I didn't can find out somewhere in PM what $V(I)$ and $\operatorname{Spec}(R)$ are. That is a well-known notation in math? Anyway, what do mean V(I) and Spec(R)? Thanks!

perucho

## Re: $V(I)& and $\operatorname{Spec}(R)$

this is standard notation in commutative algebra/algebraic geometry...V(I) is defined in

http://planetmath.org/encyclopedia/ZariskiTopology.html

and Spec R at

http://planetmath.org/encyclopedia/PrimeSpectrum.html

Perhaps the owner of the entry can force some kind of link.

## Re: $V(I)& and $\operatorname{Spec}(R)$

Yes, this is standard notation, and yes, I should provide links to explanations of the notation so that those who are not familiar with commutative algebra and algebraic geometry can figure out what is going on in this proof. Thanks for the idea silverfish, and thanks perucho for pointing out this issue.

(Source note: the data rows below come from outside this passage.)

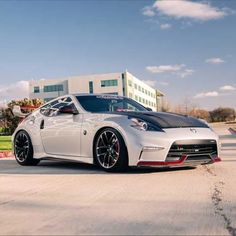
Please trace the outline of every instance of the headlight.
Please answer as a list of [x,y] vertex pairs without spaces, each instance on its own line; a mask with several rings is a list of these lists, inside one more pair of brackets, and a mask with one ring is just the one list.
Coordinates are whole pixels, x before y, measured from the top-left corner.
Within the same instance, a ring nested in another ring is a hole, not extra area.
[[135,129],[142,131],[162,131],[159,127],[156,127],[153,124],[144,121],[142,119],[139,118],[129,118],[129,119],[132,121],[131,127]]

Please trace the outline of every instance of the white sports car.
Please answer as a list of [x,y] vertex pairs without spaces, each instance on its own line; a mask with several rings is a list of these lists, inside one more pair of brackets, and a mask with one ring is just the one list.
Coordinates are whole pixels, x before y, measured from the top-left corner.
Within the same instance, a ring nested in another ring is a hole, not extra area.
[[25,117],[13,135],[20,165],[59,158],[128,166],[195,166],[220,161],[218,136],[193,117],[152,112],[115,95],[68,95]]

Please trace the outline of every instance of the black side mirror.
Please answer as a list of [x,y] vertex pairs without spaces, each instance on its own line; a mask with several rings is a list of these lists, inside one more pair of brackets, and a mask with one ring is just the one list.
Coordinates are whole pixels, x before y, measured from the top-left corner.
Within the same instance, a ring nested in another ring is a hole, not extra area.
[[152,108],[150,108],[150,107],[146,107],[146,109],[147,109],[148,111],[152,111]]
[[79,112],[77,111],[76,107],[74,105],[66,105],[59,109],[58,111],[61,114],[72,114],[77,115]]

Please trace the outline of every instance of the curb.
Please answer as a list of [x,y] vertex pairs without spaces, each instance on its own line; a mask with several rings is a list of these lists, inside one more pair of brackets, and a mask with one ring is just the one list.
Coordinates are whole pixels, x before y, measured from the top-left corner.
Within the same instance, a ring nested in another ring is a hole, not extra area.
[[12,151],[0,151],[0,158],[12,157]]

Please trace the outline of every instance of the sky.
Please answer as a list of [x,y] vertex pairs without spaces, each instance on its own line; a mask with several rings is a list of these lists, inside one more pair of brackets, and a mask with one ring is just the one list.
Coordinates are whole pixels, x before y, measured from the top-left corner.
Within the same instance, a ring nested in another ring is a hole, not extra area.
[[0,103],[126,69],[172,106],[236,108],[236,1],[0,1]]

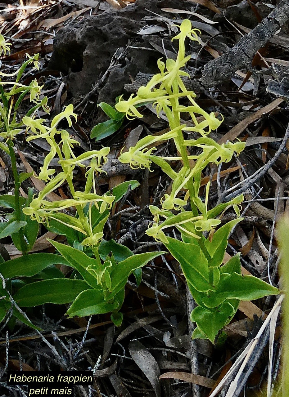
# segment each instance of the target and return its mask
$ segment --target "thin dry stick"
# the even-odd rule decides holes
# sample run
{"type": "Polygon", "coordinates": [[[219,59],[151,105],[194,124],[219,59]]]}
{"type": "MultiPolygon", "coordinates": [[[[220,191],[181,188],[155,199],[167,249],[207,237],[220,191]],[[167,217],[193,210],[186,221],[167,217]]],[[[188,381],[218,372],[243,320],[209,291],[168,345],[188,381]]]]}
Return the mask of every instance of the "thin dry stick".
{"type": "Polygon", "coordinates": [[[236,360],[234,364],[230,368],[230,370],[228,371],[218,386],[217,387],[216,387],[213,392],[211,395],[210,397],[215,397],[215,396],[217,395],[219,391],[222,388],[223,385],[224,384],[227,379],[229,378],[230,376],[234,372],[236,368],[238,366],[240,363],[242,362],[242,361],[243,361],[243,360],[244,359],[243,363],[239,370],[236,377],[236,379],[235,380],[234,380],[231,384],[230,387],[228,390],[227,394],[226,395],[226,397],[229,397],[230,396],[232,396],[233,395],[232,393],[233,393],[236,390],[236,388],[237,385],[237,380],[239,378],[245,366],[248,362],[251,355],[254,351],[254,349],[258,343],[260,337],[266,330],[266,328],[268,325],[269,322],[271,321],[271,318],[272,318],[275,312],[277,310],[278,310],[278,311],[279,310],[280,306],[281,306],[282,302],[284,299],[284,295],[281,295],[279,297],[278,300],[274,305],[272,310],[268,315],[268,316],[266,318],[264,321],[264,322],[263,323],[263,324],[260,328],[260,330],[257,335],[256,335],[254,339],[252,339],[252,340],[251,341],[248,345],[244,349],[244,351],[241,354],[241,355],[240,355],[240,357],[239,357],[236,360]]]}
{"type": "Polygon", "coordinates": [[[231,191],[232,190],[234,190],[238,186],[242,185],[242,187],[240,189],[239,189],[238,190],[235,191],[230,195],[228,195],[226,197],[226,201],[229,201],[229,200],[232,200],[233,198],[234,198],[239,195],[241,195],[242,193],[244,193],[244,192],[246,191],[247,189],[251,187],[251,186],[252,186],[256,181],[258,181],[258,179],[260,179],[261,177],[263,176],[263,175],[264,175],[266,172],[267,172],[269,168],[270,168],[274,164],[276,160],[283,151],[283,149],[285,148],[286,147],[286,142],[287,142],[288,138],[289,138],[289,123],[288,123],[288,125],[287,126],[287,129],[286,130],[286,132],[285,133],[285,135],[283,140],[281,143],[278,150],[275,153],[274,156],[271,159],[271,160],[269,160],[269,161],[266,163],[265,165],[262,167],[262,168],[257,170],[256,172],[254,173],[253,173],[250,176],[249,176],[248,178],[244,179],[244,181],[242,181],[241,182],[239,182],[239,183],[235,185],[235,186],[233,186],[233,187],[231,187],[230,189],[229,189],[227,191],[228,192],[231,191]]]}

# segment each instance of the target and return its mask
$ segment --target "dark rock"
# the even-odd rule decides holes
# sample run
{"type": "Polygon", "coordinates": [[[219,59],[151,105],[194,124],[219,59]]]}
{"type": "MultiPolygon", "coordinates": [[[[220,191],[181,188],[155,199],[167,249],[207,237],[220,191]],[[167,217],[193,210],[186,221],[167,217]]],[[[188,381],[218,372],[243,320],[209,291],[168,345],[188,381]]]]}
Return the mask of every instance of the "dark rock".
{"type": "MultiPolygon", "coordinates": [[[[139,71],[155,73],[157,70],[157,61],[161,55],[153,49],[149,40],[151,42],[154,37],[161,48],[161,39],[159,35],[136,34],[148,23],[143,20],[144,17],[158,19],[157,23],[153,22],[153,24],[165,27],[165,22],[160,21],[161,18],[150,12],[170,18],[171,15],[162,11],[161,8],[189,10],[191,5],[182,0],[137,0],[134,4],[119,11],[110,10],[71,24],[57,33],[48,67],[65,75],[69,91],[78,97],[91,91],[107,70],[118,48],[126,48],[128,43],[134,46],[151,48],[146,50],[127,48],[125,56],[118,62],[120,65],[110,72],[103,86],[98,89],[97,102],[113,103],[116,97],[123,92],[125,83],[131,83],[131,79],[139,71]]],[[[165,38],[169,45],[170,38],[165,38]]]]}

## Re: $V(I)& and $\operatorname{Spec}(R)$

Thanks to Silverfish and Wkbj79 by clarify me the referred notations. Indeed I didn't can find the respective cross references.

perucho

## mention axiom of choice?

I just realized that, within this entry (as well as at least one other one), I am assuming the axiom of choice. Should I state such? The reason that I ask is that I am concerned that it may become monotonous to read in these types of entries, "The axiom of choice is being aassumed." Also, it seems that most people who are active on PM accept the axiom of choice. I would appreciate any opinions you have. Thanks.

Warren

## Re: mention axiom of choice?

I personally prefer to see it mentioned, independent of whether i accept it or not. Sometimes one can assume a weaker axiom though and get

the result.

## Re: mention axiom of choice?

> Sometimes one can assume a weaker axiom though and get

> the result.

Are you referring specifically to the result $V(I)=\emptyset$ implies $I=R$? If that is the case, I would love to see a proof that does not use the axiom of choice (unless, of course, it's extremely messy).

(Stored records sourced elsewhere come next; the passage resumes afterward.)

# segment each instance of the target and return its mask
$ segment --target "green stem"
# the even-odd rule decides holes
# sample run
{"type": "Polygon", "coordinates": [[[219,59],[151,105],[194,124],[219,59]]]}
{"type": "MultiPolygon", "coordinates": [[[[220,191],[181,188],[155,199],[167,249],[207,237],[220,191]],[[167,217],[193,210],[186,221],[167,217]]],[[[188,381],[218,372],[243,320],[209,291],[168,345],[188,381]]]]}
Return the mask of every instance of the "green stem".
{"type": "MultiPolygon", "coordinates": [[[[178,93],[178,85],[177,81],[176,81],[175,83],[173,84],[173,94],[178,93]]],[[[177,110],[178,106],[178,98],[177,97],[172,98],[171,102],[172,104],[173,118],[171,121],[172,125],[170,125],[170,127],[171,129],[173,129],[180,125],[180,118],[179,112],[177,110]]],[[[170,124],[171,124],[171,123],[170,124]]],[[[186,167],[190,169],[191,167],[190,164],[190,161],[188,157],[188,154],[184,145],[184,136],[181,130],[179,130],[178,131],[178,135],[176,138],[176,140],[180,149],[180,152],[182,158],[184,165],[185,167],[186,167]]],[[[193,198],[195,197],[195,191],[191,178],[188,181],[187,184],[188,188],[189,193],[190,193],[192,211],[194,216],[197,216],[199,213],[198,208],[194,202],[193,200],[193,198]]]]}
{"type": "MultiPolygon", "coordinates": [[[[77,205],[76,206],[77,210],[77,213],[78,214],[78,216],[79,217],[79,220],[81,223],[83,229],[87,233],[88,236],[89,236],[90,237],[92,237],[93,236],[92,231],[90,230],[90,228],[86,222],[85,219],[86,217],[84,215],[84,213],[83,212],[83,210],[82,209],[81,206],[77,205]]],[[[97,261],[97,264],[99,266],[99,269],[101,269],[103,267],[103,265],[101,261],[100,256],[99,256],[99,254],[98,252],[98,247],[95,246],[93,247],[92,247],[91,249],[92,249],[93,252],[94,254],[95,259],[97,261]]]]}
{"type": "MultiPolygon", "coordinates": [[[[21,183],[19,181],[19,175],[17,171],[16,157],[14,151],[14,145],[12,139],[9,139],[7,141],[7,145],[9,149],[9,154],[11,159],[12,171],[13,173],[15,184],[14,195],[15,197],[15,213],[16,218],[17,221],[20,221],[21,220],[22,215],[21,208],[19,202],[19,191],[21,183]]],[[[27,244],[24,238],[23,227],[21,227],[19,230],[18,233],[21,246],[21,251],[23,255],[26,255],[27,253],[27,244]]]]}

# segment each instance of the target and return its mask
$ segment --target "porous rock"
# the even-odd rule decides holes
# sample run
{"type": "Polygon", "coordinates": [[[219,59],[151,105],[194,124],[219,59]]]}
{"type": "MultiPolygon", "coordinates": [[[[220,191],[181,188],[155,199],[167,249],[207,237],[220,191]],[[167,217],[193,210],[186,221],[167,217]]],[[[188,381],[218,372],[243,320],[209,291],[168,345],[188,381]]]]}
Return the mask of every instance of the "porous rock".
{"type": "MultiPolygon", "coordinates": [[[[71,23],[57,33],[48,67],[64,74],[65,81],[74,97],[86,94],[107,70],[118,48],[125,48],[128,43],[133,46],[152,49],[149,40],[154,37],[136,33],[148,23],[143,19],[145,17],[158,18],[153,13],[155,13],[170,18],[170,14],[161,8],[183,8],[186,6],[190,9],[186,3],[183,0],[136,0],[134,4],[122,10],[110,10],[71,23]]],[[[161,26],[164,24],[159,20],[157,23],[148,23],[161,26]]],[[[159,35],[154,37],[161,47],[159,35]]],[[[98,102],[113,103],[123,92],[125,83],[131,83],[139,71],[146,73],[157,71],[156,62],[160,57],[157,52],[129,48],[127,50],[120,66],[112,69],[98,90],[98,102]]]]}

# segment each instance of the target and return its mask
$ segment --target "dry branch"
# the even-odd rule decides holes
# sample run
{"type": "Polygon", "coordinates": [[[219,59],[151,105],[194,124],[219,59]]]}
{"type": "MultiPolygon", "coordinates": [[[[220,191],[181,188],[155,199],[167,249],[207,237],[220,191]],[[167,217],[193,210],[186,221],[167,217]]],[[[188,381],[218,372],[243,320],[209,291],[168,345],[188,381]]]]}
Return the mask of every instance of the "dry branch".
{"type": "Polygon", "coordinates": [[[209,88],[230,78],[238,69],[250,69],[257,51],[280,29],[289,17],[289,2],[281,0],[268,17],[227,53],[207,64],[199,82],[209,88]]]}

## Re: mention axiom of choice?

No,i am not referring to that result. There is a book that deals with

the subject of axiom of choice and its equivalent formulations

and weaker forms.

http://consequences.emich.edu/conseq.htm

Also see:

http://at.yorku.ca/z/a/a/b/18.htm

## Re: mention axiom of choice?

There's no need to mention it, especially as it's already mentioned in the EveryRingHasAMaximalIdeal entry that you are referencing. I don't mention it in my entries unless I have a specific reason to. (In fact, in many cases, I wouldn't really know for sure if AC is needed or not.) There are also a great many entries by other editors that assume AC without saying so.

I'd be more interested in knowing which results need the Axiom Schema of Replacement (but, of course, I don't expect authors to know this, just as I don't expect them to know if AC is needed).

## Re: mention axiom of choice?

I have decided to go with not mentioning the axiom of choice within the entry. I think the fact that there is a string of posts attached to this entry that mention the axiom of choice should appease those who would have preferred to see it mentioned within the entry.

Warren